Figure 1. Original image and its visual saliency
In recent years, a pile of techniques and studies came regarding visual saliency (Ma & Zhang, 2003). Basically, the visual saliency works on attention models that concentrate on localizing the interest in the images that trap human fixations before complicated object recognition takes place. Thus, it is important to understand the human visual system which emphasis on the problem of searching salient objects with the goal to find regular foreground objects which usually can be used as interesting part for many applications.
The first model which came into existence was the task of predicting the eye-fixations on images (Liu et al., 2011), which focuses on finding where human looks in the dormant or lively scenes. The recent trend focuses more on salient object detection or salient region detection (Ma & Zhang, 2003), (Liu et al., 2011). The existing approaches focused either on absolutely low-level features or on high-level information. The results obtained using either of the features are not up to the mark as some part of background is also detected as salient region. Some of the methods which rely on the background priors also produced inappropriate results due to the object connected to the boundary of an image.

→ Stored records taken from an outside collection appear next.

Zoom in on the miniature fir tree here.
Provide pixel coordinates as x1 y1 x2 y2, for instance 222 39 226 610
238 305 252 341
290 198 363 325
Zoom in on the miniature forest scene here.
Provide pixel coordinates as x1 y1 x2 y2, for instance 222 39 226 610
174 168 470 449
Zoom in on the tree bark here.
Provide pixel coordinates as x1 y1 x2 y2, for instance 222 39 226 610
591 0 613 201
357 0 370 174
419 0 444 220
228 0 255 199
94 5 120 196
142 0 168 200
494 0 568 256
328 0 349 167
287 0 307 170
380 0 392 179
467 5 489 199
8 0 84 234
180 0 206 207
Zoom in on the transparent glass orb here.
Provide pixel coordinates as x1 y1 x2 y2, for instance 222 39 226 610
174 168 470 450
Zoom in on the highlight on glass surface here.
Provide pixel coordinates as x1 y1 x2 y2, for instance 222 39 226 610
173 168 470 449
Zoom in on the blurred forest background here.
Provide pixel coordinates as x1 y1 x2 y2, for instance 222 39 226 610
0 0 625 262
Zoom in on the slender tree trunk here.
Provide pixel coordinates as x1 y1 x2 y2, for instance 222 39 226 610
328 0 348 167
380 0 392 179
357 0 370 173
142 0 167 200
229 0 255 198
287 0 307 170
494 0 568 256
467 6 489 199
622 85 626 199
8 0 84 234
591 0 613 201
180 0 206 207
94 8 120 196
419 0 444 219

In this paper, the bottom-up and top-down models are blended to get the fine saliency map. Bottom-up models basically uses low level features to compute a proficient saliency map. On the other side, top-down models are those in which the possibility of an object being salient in an image is known. It is a task-driven approach which imposes high-level information such as semantics, color, and location to saliency map computation.
The rest of the paper is structured as follows: Section 2 contains the related work. Section 3 contains the proposed methodology. Section 4 contains the validation of the proposed method through experiments and results.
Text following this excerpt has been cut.